An Instagram page, apparently started by Amazon employees (and at least featuring them), that spoofs the claim from one former Amazonian quoted in the article that: "'You walk out of a conference room and you’ll see a grown man covering his face...Nearly every person I worked with, I saw cry at their desk.'"
The page, Amazonians_cry, features pictures of dudes “crying” at their desks with captions like: “Someone call the New York Times ; ) ” and “Haha. Who’s going to do the @ihavethyroidcancerandambeingputonreview instagram?” followed up with: “I strongly suspect that never happened” and “I’ve heard so many people start conversations today with ‘Sorry I’m late; I was crying at my desk.’ ; )”

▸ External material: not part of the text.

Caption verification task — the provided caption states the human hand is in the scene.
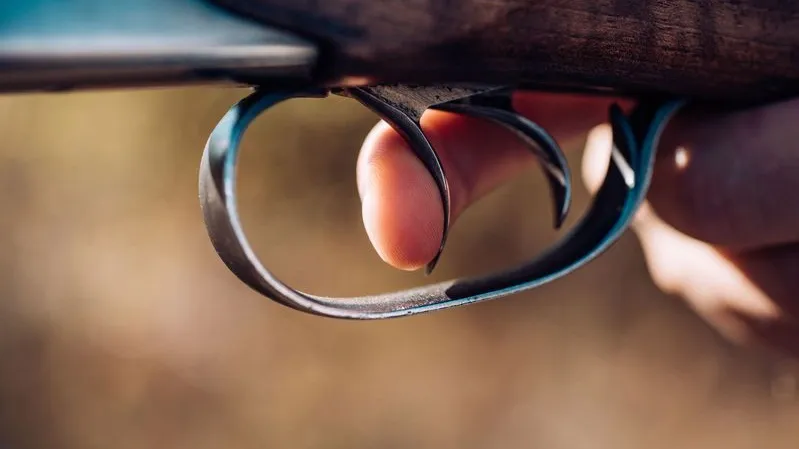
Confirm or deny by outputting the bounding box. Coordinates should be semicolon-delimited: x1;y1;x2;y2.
358;93;799;353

The callous skepticism about thyroid cancer is a response to a passage in the NYT story that included a series of claims from women who said health issues—including thyroid cancer, breast cancer, and miscarriage—led to bad performance reviews. The article said:
A woman who had thyroid cancer was given a low performance rating after she returned from treatment. She says her manager explained that while she was out, her peers were accomplishing a great deal. Another employee who miscarried twins left for a business trip the day after she had surgery. “I’m sorry, the work is still going to need to get done,” she said her boss told her. “From where you are in life, trying to start a family, I don’t know if this is the right place for you.”
2. Yesterday afternoon, opposing sides within both the local East African and International District communities packed city hall in a standoff over mayor Ed Murray’s hookah lounge crackdown.
During public comment of Monday’s full council meeting, hookah lounge owners and sympathizers maintained the usual line that the crackdown is racially motivated, discriminates against Arab and East African business owners and patrons, and doesn’t address the underlying issues that fuel gun and youth violence. Supporters of the mayor slammed the establishments for promoting bad health and fostering violence.
3. Also at city hall yesterday, the council unanimously, but begrudgingly, voted to put a citizen-sponsored measure to rebuild a portion of viaduct as an elevated pedestrian park on the August 2016 ballot.
James Corner, the architect who's designing Seattle's new waterfront park, told the Puget Sound Business Journal it was a "dumb" idea and dismissed comparisons to his own famous High Line park in New York City.